A new lectin was isolated from the marine sponge Aplysina lactuca (ALL) by combining ammonium sulfate precipitation and affinity chromatography on guar gum matrix. ALL showed affinity for the disaccharides α-lactose, ß-lactose and lactulose (Ka=12.5, 31.9 and 145.5M-1, respectively), as well as the glycoprotein porcine stomach mucin. Its hemagglutinating activity was stable in neutral acid pH values and temperatures below 60°C. ALL is a dimeric protein formed by two covalently linked polypeptide chains. The average molecular mass, as determined by Electrospray Ionization Mass Spectrometry (ESI-MS), was 31,810±2Da. ESI-MS data also indicated the presence of three cysteines involved in one intrachain and one interchain disulfide bond. The partial amino acid sequence of ALL was determined by tandem mass spectrometry. Eight tryptic peptides presented similarity with lectin I isolated from Axinella polypoides. Its secondary structure is predominantly ß-sheet, as indicated by circular dichroism (CD) spectroscopy. ALL agglutinated gram-positive and gram-negative bacterial cells, and it were able to significantly reduce the biomass of the bacterial biofilm tested at dose- dependent effect.

H-3, a new lectin from the marine sponge Haliclona caerulea: purification and mass spectrometric characterization.
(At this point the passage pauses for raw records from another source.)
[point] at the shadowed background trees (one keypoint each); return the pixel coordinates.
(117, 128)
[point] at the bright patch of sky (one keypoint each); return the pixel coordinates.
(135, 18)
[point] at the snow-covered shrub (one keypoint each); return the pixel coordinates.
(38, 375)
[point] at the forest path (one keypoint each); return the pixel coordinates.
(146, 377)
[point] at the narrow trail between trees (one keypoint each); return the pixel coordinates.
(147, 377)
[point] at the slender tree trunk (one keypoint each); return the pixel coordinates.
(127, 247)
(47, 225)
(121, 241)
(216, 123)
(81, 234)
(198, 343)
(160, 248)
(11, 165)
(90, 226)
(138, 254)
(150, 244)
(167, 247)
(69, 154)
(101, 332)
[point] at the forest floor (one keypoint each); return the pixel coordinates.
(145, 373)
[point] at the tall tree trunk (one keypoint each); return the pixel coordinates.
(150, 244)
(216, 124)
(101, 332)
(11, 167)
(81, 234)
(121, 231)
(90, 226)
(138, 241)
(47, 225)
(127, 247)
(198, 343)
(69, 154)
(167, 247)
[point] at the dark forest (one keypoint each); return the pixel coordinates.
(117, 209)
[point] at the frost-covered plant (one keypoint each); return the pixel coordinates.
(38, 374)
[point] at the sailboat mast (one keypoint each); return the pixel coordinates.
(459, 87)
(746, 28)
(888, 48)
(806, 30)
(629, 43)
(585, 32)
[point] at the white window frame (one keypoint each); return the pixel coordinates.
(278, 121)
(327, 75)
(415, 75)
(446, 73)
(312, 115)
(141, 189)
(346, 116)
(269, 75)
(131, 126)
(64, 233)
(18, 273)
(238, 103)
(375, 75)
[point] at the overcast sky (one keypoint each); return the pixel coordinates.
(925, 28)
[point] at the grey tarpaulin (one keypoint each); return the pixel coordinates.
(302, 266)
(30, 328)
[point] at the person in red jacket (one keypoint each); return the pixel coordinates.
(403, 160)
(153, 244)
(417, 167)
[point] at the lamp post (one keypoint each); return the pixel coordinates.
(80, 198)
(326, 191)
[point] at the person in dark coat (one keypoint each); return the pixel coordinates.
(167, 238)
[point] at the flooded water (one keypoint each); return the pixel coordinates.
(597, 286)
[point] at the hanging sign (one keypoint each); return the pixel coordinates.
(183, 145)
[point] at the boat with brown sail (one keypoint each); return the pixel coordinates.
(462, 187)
A new lectin from the marine sponge Haliclona caerulea (H-3) was isolated using a combination of hydrophobic interaction chromatography and ion-exchange chromatography. H-3 is a protein with three distinct bands on SDS-PAGE: 9 kDa, 16 kDa and 18 kDa. Nevertheless, on gel filtration and N-PAGE, H-3 showed a symmetrical peak and a unique band, respectively. Hemagglutinating activity of H-3 was stable at neutral pH and temperatures up to 60 °C. N-Acetylgalactosamine and porcine stomach mucin were the most potent inhibitors of H-3. Primary structure of the lectin was determined using tandem mass spectrometry, and it showed no similarity to any members of the animal lectin families. Top down fragmentation revealed some posttranslational modifications in H-3, including glycosylation. The glycan composition of H-3 was determined, and its structure was predicted. Furthermore, H-3 is a blue protein, binding to a chromophore(-597) by weak interactions, and this is the first time that the interaction between one lectin and a natural chromophore has been shown.